This paper presents two methods aimed at alleviating the negative effects of network delays on teleoperation. The problem of telepresence across delayed networks is well known. A delay in feedback information such as visual and haptic data can make the task at hand very unintuitive and difficult for the operator. The first presented method investigates the hypothesis that simulated inertia in the haptic input device can be a supporting factor during teleoperation across delayed networks. An experiment involving 36 human subjects was carried out under varying network and inertia conditions. Psychophysical experiments were conducted to determine suitable values of inertia. However, simulated inertia was found to be neither a supporting factor nor a detrimental factor to operator performance and immersion in the presence of both delayed and non-delayed networks. The second presented method is a force prediction approach, which extends the teleoperation system with a local force model. This is a learned force model situated locally at the operator-side. Instead of relying on the delayed force signals from the teleoperator-side, haptic information can be extracted from this local force model. An experiment has been created to demonstrate the benefits of this approach in compensating for the instabilities due to time delay.

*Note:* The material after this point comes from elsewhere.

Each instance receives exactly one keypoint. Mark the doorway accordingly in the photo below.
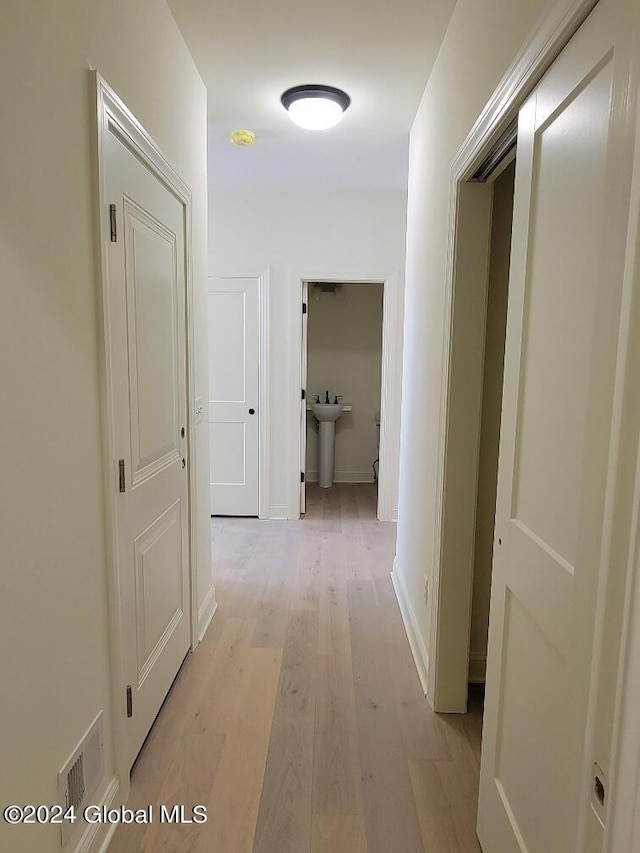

Telepresent tasks involve removal of the human operator from an immediate working area and relocation to a remote environment that offers the operator all necessary control features. In this remote location, the operator must be provided with adequate feedback information such that the task at hand can be effectively executed. This research explores the effectiveness of various feedback methods. More specifically, graphical feedback in the form of video streamed images is compared against rendered 3D models, the overall effectiveness of haptic feedback is analyzed, and the influences of sensory augmentation and sensory substitution are examined. This study involved 48 participants, each of whom executed a simple clockwork assembly task under various feedback mechanisms. The results support the use of 3D models as opposed to live video streams for graphical presentation, utilization of haptic feedback (which was found to significantly enhance operation effectiveness), and the use of sensory augmentation and substitution under specific circumstances.